Five large hills look completely out of place along the otherwise-flat coastline between Danang and Hoi An. These are the Marble Mountains, each named for a different element: Thủy (Water), Hỏa (Fire), Thổ (Earth), Kim (Metal) and Mộc (Wood). They were once mined for rock, and a number of stone workshops are still found in the area, but today the mountains are a popular tourism destination.
The largest of the Marble Mountains, and the only one with an official entrance fee, is the Water Mountain, Thủy Sơn. Before hiking up, we paid a little extra to enter a cave at the base of the rock. We were surprised by its size. The Marble Mountains don’t look large, but they’re practically hollow. The roof of this cave went all the way up, and entering was like stepping into an enormous cathedral.
The Marble Mountains have strong religious connotations for the Vietnamese, who have decorated them with dozens of shrines and icons. In the lower levels of the first cave, we saw a representation of Buddhist Hell, with sinners being dismembered and tortured by demons. After plunging ourselves into the depths, we climbed a dizzying flight of stone steps to the top of the cave and out into the fresh air, where there was a tremendous view of the coastline.
Exiting the cave, we began our real ascent up the mountain, choosing to bypass the new glass elevator installed along the side of the rock in favor of an old-fashioned flight of stairs. Thủy Sơn is crowded with temples, shrines, viewpoints and vendors, and the number of other visitors was overwhelming. We checked out a couple viewpoints, threw a cursory glance into some temples, and then found the entrance to another cave on the far side of the mountain.
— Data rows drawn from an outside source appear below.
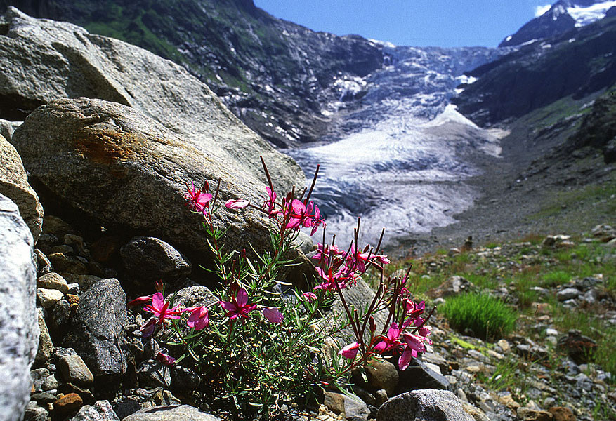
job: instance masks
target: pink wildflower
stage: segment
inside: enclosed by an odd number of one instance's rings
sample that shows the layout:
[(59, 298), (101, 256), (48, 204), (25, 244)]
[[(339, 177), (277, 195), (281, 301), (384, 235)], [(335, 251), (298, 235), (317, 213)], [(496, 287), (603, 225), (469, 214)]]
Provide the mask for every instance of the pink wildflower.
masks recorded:
[(134, 300), (132, 300), (126, 304), (126, 305), (132, 306), (132, 305), (140, 305), (144, 302), (148, 302), (150, 300), (152, 300), (152, 296), (154, 294), (150, 294), (149, 295), (143, 295), (143, 297), (137, 297)]
[(184, 312), (190, 312), (190, 316), (186, 321), (186, 325), (189, 328), (195, 328), (195, 330), (201, 330), (209, 326), (209, 314), (207, 308), (202, 306), (196, 307), (188, 307)]
[(270, 217), (275, 216), (278, 213), (277, 210), (274, 210), (276, 207), (276, 192), (269, 187), (266, 187), (266, 192), (268, 193), (268, 199), (263, 202), (262, 207)]
[(156, 319), (152, 317), (139, 328), (139, 330), (141, 332), (141, 335), (143, 338), (150, 338), (154, 334), (158, 327)]
[(169, 367), (176, 364), (176, 359), (170, 355), (164, 354), (164, 352), (159, 352), (156, 354), (156, 361), (164, 366), (169, 366)]
[(398, 327), (398, 323), (391, 323), (391, 326), (389, 327), (389, 330), (387, 332), (387, 336), (379, 337), (382, 338), (383, 340), (374, 345), (374, 351), (379, 354), (383, 354), (387, 351), (398, 348), (399, 345), (402, 345), (400, 342), (398, 340), (398, 338), (400, 338), (400, 328)]
[(248, 313), (256, 308), (256, 304), (248, 304), (248, 294), (243, 288), (237, 290), (237, 293), (230, 302), (221, 301), (220, 305), (227, 310), (225, 314), (230, 319), (237, 317), (248, 319)]
[(227, 209), (243, 209), (248, 206), (250, 204), (250, 202), (247, 200), (228, 200), (227, 203), (225, 203), (225, 207)]
[(308, 301), (312, 301), (313, 300), (317, 299), (317, 295), (314, 293), (304, 293), (303, 294), (302, 294), (302, 295)]
[(284, 316), (275, 307), (266, 307), (263, 309), (263, 316), (271, 323), (281, 323)]
[(184, 197), (188, 201), (188, 206), (191, 210), (197, 212), (205, 212), (207, 207), (207, 202), (211, 200), (211, 194), (209, 193), (202, 193), (201, 189), (195, 188), (195, 183), (191, 182), (190, 187), (186, 187), (188, 193), (184, 194)]
[(353, 342), (339, 351), (338, 355), (341, 355), (344, 358), (348, 358), (348, 359), (353, 359), (357, 356), (359, 350), (360, 345), (358, 342)]
[(169, 303), (164, 300), (162, 294), (156, 293), (152, 298), (152, 304), (143, 306), (143, 309), (149, 312), (158, 318), (157, 323), (162, 325), (166, 319), (179, 319), (182, 310), (179, 310), (179, 306), (176, 306), (169, 309)]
This was even more impressive than the first one, if only because of the two rays of sunlight shining on the ground like spotlights.
Our original plan had been to check out each of the five Marble Mountains, but Thủy Sơn required so much time, that we had to reconsider. We made a beeline for Kim Sơn (Metal Mountain), and parked our bike next to a group of young monks-in-training. It didn’t take long before a local guide ran over, and offered to take us into two separate caves. We were able to haggle him down to Đ30,000 apiece for the tour.
Although neither of these caves was as spectacular as the two at Thủy Sơn, we enjoyed them thanks to the total lack of other people. This was a perfect example of something we’d find over and over again during our time in Vietnam. The first mountain, Thủy Sơn, was popular to the point of obnoxiousness, while all of the other mountains didn’t have a single visitor. There’s no middle ground; everyone gravitates toward the same experiences. If big crowds are getting you down, just step off the beaten path. The moment you do, you’re likely to find some amazing solitary moments.